Do you wake up in the middle of the night and instinctively grab your smartphone to check the time, any new messages, emails or updates? Researchers have found that one in three UK adults check their smartphones in the middle of the night, a recent study shows.
According to Deloitte's sixth annual Mobile Consumer Survey that analysed the smartphone habits of over 4,000 people in the UK, one in 10 UK adults admitted to reaching for the phone as soon as they wake up while 52 % check within 15 minutes. Over half of smartphone users admitted to checking their phones within 30 minutes of going to bed. While a quarter check their smartphones five minutes before going to sleep, a tenth check on it immediately before turning in for the night.
"In a mere nine years the smartphone has had a massive impact on UK society. Collectively, UK citizens look at their smartphones over a billion times a day," the report reads. "Smartphones are personal, but their usage impacts on those around them. As with most emerging technologies, consumers will need to learn how best to run their lives with smartphones, as opposed to having their lives run by their devices."
Around 81% of UK adults now own a touchscreen smartphone, nine years after the personal devices first entered the market, rising to 91% for people between 18 to 44 years old.
Nocturnal smartphone usage was also found to be concentrated among younger age groups with about half of all 18-24 year olds checking their phone in the middle of the night. Of those that do, about a fifth check instant messages while a seventh reply to them.
Researchers also note that while smartphones can enhance social lives, "overuse can be perceived as anti-social, and cause arguments". More than a third of 18 to 44 year olds have said that their excessive smartphone usage has caused disagreements with their partners, rising to 38% for 25 to 34 year olds. Around 54% of smartphone users said they have used their phone while watching TV or films while 28% said they do so while eating in a restaurant with friends or family.
"Smartphone usage can certainly be considered objectionable," the report reads. "But this is the same as for any activity that distracts, be this looking at one's watch or looking out the window during a dinner for two."

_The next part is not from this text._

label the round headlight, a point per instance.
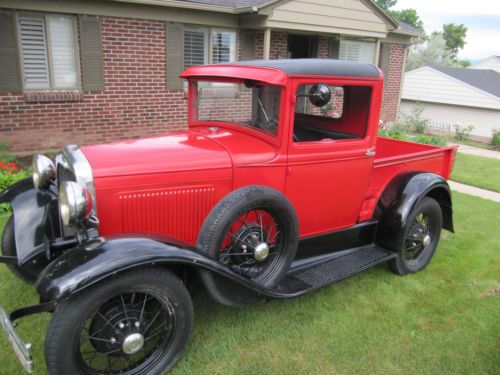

However, despite users' increasing dependency on their smartphones, researchers note that the smartphone market is reaching saturation point. The study found that the pace of smartphone adoption is "slowing to a crawl" with smartphone penetration increasing 2% to 4% in the next 12 months from 7% in 2015.
The researchers said that although smartphone penetration may be approaching a peak, "its impact should continue to grow over the coming years".
"The smartphone's success has overshadowed the performance of other devices, including tablets," Paul Lee, head of technology, media and telecommunications research at Deloitte, wrote. "The era of smartphone growth is drawing to a close; consolidation will be an exciting time."